Rencana Aktivitas Lanjutan Bersama Komunitas
Tim film menyalakan niat untuk kembali ke Makassar dalam format kegiatan berbeda. Ada gagasan lokakarya keselamatan di jalur alam yang dipandu pelatih bersertifikat, pemutaran terbatas untuk komunitas relawan kebencanaan, hingga pameran foto di ruang publik yang menampilkan wajah wajah kru lapangan yang biasanya tersembunyi di balik kamera. Beberapa pengelola ruang kreatif menawarkan kolaborasi lintas disiplin, menggabungkan musik tradisi dengan rekaman bunyi hutan dari proses produksi.
“Karya yang baik cenderung menciptakan karya lain, begitulah energi yang menular.”
Kekuatan Cerita Lokal yang Bergaung Lebar
Eva Pendakian Terakhir menyajikan rumus yang terasa sederhana namun bekerja efektif. Cerita yang dekat, peran yang bernafas, dan lanskap yang didekati dengan rasa hormat. Kehadiran pemeran ke Makassar menambah lapisan emosional, karena penonton bisa menghubungkan adegan yang mereka lihat dengan wajah manusia yang mereka temui. Di luar gedung pemutaran, percakapan masih berlanjut, dan itulah tanda bahwa film telah melampaui definisinya sebagai hiburan semata.
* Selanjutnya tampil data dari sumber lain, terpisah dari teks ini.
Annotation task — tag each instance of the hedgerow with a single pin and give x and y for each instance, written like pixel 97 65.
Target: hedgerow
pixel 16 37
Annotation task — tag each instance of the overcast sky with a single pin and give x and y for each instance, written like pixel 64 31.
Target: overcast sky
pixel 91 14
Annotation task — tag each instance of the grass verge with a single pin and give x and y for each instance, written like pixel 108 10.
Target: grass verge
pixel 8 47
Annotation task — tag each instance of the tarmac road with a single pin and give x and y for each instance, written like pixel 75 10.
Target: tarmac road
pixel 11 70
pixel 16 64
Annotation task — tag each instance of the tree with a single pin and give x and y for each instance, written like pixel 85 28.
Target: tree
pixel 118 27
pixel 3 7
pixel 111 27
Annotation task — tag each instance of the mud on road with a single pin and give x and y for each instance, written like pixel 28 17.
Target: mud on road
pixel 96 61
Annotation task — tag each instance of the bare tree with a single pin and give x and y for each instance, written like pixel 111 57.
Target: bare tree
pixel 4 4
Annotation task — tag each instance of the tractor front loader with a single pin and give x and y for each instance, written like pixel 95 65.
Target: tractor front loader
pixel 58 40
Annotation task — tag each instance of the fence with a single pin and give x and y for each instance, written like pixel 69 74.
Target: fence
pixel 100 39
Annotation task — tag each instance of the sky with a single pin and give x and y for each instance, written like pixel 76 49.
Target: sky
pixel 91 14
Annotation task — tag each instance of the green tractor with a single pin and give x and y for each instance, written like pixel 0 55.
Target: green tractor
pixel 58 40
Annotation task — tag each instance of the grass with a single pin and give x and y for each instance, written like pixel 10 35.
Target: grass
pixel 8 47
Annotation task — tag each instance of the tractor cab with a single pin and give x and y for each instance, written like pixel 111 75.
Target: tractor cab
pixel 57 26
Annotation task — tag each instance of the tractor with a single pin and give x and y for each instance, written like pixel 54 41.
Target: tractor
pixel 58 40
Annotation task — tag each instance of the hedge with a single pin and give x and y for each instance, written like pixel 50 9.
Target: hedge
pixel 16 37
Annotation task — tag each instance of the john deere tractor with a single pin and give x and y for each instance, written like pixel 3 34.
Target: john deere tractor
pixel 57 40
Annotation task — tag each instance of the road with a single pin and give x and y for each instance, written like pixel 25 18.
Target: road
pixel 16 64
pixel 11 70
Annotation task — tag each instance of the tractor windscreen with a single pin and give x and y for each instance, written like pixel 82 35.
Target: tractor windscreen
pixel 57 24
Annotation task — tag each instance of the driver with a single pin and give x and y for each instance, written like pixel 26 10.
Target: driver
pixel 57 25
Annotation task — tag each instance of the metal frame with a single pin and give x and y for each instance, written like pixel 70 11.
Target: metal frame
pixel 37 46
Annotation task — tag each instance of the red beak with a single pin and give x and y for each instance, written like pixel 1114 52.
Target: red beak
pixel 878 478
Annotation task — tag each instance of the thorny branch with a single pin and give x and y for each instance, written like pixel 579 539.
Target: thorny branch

“Ketika penonton pulang dengan banyak pertanyaan, film sedang menjalankan tugas terbaiknya.”
Catatan Kecil Tentang Keselamatan dan Kebersamaan
Beberapa menit terakhir dalam bincang bersama penonton diisi dengan pesan praktis yang tidak kalah penting. Jika ingin memulai hobi mendaki, mulailah dari jalur yang sudah dikenal, ikuti arahan pemandu, dan pastikan perlengkapan memadai. Jangan memaksakan puncak apabila cuaca berubah, dan tetap jujur dengan kemampuan diri. Keindahan alam tidak akan kemana mana, tetapi kesempatan kembali pulang selalu berharga. Pesan kebersamaan ditegaskan, sebab setiap perjalanan yang baik adalah perjalanan yang semua anggotanya kembali dalam keadaan aman.
“Keindahan yang sejati ialah bisa diceritakan kembali bersama mereka yang ikut berangkat.”
Antusiasme yang Menyisakan Jejak Panjang
Usai rangkaian acara, akun akun komunitas memajang foto bersama, potongan video tepuk tangan, dan kutipan singkat dari sesi tanya jawab. Pengelola bioskop melaporkan jadwal penayangan tambahan karena permintaan meningkat. Di linimasa warganet Makassar, rekomendasi tontonan menyebar secara alami dari satu grup pertemanan ke grup lain. Energi yang ditinggalkan bukan sekadar euforia sesaat, melainkan dorongan untuk terus merawat tradisi menonton yang sehat, kritis, dan penuh rasa bangga.